Farbenfrohe Bilder sind im Atelier 17 in der Groß-Karbener Christinenstraße zu sehen. Sie ziehen bei der Finissage des Projektes "Neue Nachbarn – Begegnungen in Vielfalt" (kurz "NeNa") alle Blicke auf sich. Die leuchtenden Farben verbreiten Frühlingsstimmung und gute Laune im Aterlier 17 in Groß-Karben. Versammelt sind an diesem Freitag 22 Hobbymalerinnen sowie die Organisatorinnen des künstlerischen Mitmach-Angebotes des Diakonischen Werks Wetterau und der Karbener Künstlerinitiative. Entstanden sind ihre Bilder von Februar bis April unter fachlicher Anleitung der beiden Künstlerinnen Arefeh Ganjehlou und Doris Pemberton. Iris Müller, 2. Vorsitzende der Karbener Künstlerinitiative, betont bei der Finnissage: "Malen und Gestalten tut der Seele gut und verbindet. Die Frauen und Mädchen können stolz auf sich sein. Das kreative Angebot hat Freude bereitet."

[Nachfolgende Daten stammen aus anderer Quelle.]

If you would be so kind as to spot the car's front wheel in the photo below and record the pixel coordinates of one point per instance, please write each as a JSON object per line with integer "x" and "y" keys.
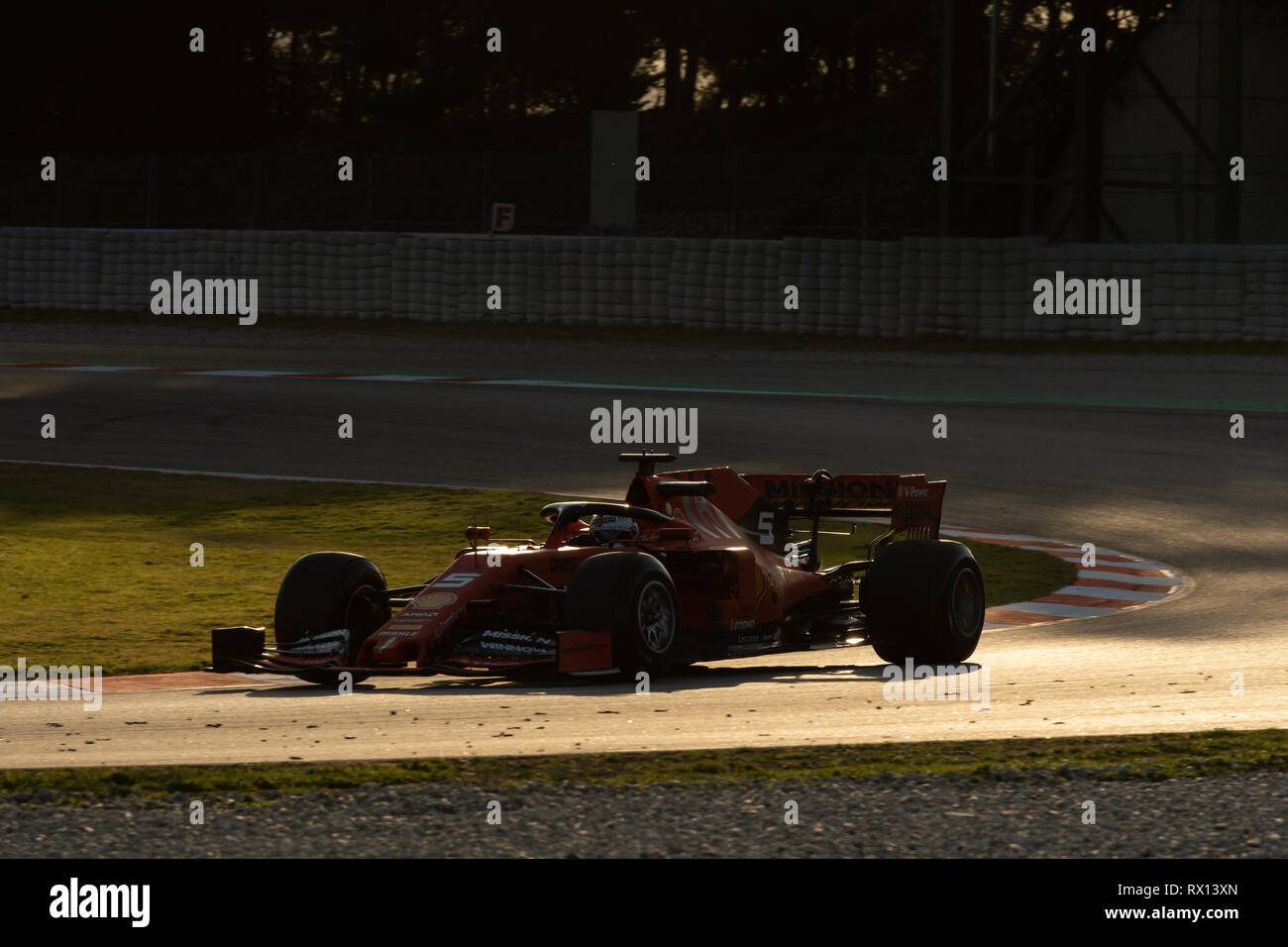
{"x": 630, "y": 595}
{"x": 323, "y": 591}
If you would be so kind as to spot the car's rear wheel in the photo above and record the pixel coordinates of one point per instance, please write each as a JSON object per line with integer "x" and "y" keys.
{"x": 630, "y": 595}
{"x": 923, "y": 599}
{"x": 327, "y": 590}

Das findet auch Fatina Khweildi aus Syrien: "Malen war sehr schön." Einige der Frauen haben sich mit Selbstporträts verewigt. Zu ihnen gehören die Schwestern Klara und Aya Hussin. Die syrischen Mädchen wurden von ihrer Mutter Shekha Hussin begleitet. Diese fand den Kurs so gut, dass sie selbst zu Pinsel, Stiften und Farben griff. "Ich habe das Hochzeitskleid meiner in Syrien lebenden Tochter gemalt", sagt sie.

Hochzeitskleid der Tochter verewigt

Die Hälfte der Teilnehmerinnen kommt aus Syrien, Kurdistan, dem Iran, Irak, Afghanistan und Bulgarien. Zu den gebürtigen Deutschen gehört Monika Barth. Die Petterweilerin sagt: "Ich habe hier neue Techniken wie Collagen kennengelernt. Interessant war auch der Aquarell-Lehrgang. Wir wurden beim Malen von den Künstlerinnen sehr unterstützt. Die Gruppe arbeitete harmonisch zusammen."

Auch die Dortelweilerin Monika Bressel-Keuling schwärmt: "Es war ein wunderbares Projekt. Es wäre schön, wenn es einen weiteren Kurs geben würde. Das Miteinander der Frauen und Kinder aus so vielen Nationen war harmonisch und fröhlich." Für eine Fortsetzung des Kurses steht die Karbener Künstlerinitiative vorerst als Kooperationspartner nicht zur Verfügung. "Wir kümmern uns erst mal um unsere Kunsttage im August. Alles andere wird man sehen", sagte Iris Müller.

"Das "NeNa"-Projekt wurde durch das Bundesministerium des Innern gefördert", fügte Ursula Vogt-Elsaß, bei der Diakonie Bereichsleiterin für Karben, hinzu. "Um das Projekt eventuell weiter anbieten zu können, benötigen wir einen Kooperationspartner, einen Raum und zwei Künstlerinnen, welche die Teilnehmerinnen begleiten."

Trotz Sprachbarrieren und meist ohne künstlerische Vorkenntnisse entstanden ausdrucksstarke Bilder auf Aquarellpapier und Leinwänden. Stillleben, stimmungsvolle Landschaften, zarte Blüten oder Blumen, fantasievolle Porträts wetteifern um die Gunst der Besucher. Auch märchenhaft-Orientalisches und Mode findet sich unter den Zeichnungen und Bildern. Aus Zeitungs-, Illustrierten- und Bücherschnipseln kreierten die Karbener Frauen aus aller Welt mit Spachtel, Kleber, Pinsel, Farbrollen und Acrylfarben dekorative Collagen.

Die Teilnehmerinnen sagten, dass der Kurs ihnen große Freude bereitet habe. Sie hätten bei der kreativen Beschäftigung abschalten und sich entspannen können.